I am wondering if anyone can help me on this.

My husband was made redundant from being a Customer Service Manager for 11 years. His job was IT based and I am currently working in Sales for the last 5 years. 

We have a five year old son an would like to move. What are the channels we need to go through to get visas for ourselves and the liklihood of finding employment and how long does the whole process takes. would like to do this before money gets very tight.

Regards

Eilish1982


----------



## Auld Yin (Mar 10, 2009)

Eilish1982 said:


> Hi
> 
> I am wondering if anyone can help me on this.
> 
> ...


May I ask why you've specified Edmonton?


----------



## Eilish1982 (Feb 4, 2011)

Auld Yin said:


> May I ask why you've specified Edmonton?


 I know someone that knows someone that is raising a family over there and they suggested Edmonton. Well i am open to suggestions, some place with good education and job prospects and a good lifestyle for us

Regards

Eilish1982


----------



## Auld Yin (Mar 10, 2009)

Eilish1982 said:


> I know someone that knows someone that is raising a family over there and they suggested Edmonton. Well i am open to suggestions, some place with good education and job prospects and a good lifestyle for us
> 
> Regards
> 
> Eilish1982


The point of me asking you that perticular question was to find out if you had a strong connection to that particular city. As that doesn't appear to be the case you should kep your options open. The major centers for IT work would probably be, in order, Toronto, Vancouver, Edmonton and Calgary.
As neither your's nor your husband's occupation is on THE LIST you will need to have pre-arranged employment. That will be difficult from over there, but not impossible. Many people in your predicament do what's known as a reccie to the area/city that interests them most. They would visit potential employers, drop off resumes and make contacts hoping to interest employers.

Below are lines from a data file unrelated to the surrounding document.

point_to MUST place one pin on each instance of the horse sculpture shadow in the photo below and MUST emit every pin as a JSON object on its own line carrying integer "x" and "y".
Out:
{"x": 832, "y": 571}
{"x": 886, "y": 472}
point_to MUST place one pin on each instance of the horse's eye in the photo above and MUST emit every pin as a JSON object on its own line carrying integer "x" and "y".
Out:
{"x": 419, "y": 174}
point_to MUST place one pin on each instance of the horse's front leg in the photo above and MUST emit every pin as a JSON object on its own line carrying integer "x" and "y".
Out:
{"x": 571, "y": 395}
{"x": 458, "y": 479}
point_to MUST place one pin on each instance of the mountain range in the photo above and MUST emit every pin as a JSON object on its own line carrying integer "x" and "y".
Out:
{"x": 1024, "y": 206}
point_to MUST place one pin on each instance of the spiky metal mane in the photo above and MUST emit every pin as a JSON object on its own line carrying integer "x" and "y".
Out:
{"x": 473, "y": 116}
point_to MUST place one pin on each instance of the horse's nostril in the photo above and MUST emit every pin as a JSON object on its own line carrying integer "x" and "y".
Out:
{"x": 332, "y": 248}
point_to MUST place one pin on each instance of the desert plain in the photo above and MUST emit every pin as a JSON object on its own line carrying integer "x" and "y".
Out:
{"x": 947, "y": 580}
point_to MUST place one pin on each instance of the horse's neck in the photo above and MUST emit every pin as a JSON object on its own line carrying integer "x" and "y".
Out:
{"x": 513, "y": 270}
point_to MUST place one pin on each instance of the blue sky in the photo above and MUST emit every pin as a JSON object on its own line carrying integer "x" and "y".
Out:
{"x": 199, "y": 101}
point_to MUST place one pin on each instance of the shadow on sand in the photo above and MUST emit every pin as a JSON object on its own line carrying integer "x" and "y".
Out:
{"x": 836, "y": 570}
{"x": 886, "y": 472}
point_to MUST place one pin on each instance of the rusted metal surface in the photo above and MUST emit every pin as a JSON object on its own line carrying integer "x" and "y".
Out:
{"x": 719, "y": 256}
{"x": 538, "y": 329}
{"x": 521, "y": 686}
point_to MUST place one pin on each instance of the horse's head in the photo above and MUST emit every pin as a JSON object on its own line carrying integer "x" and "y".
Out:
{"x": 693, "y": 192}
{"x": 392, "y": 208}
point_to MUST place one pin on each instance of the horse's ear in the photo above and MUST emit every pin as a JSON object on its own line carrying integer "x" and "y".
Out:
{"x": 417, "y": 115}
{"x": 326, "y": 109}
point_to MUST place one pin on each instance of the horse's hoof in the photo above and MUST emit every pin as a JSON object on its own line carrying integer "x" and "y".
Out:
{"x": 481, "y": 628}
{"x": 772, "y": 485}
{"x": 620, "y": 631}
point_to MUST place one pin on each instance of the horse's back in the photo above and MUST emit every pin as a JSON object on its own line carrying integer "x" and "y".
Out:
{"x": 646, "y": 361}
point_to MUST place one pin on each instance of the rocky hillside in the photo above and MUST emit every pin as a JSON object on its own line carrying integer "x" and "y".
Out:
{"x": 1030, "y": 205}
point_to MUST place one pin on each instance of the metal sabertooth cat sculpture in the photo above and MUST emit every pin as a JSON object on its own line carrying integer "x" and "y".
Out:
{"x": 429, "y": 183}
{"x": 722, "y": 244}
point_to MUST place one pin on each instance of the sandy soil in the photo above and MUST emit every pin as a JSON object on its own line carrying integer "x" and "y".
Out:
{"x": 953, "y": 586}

Go to Skilled workers and professionals: Self-assessment test. And do the score test to determine if either of you would qualify for immigration here in the first place.

Good Luck.


----------



## Eilish1982 (Feb 4, 2011)

Where do i go & how do i start the process of applying fo a visa? Any info appreciated

Thankss in advance


----------



## Auld Yin (Mar 10, 2009)

Eilish1982 said:


> Where do i go & how do i start the process of applying fo a visa? Any info appreciated
> 
> Thankss in advance


You cannot apply for a visa until you have pre-arranged employment.


----------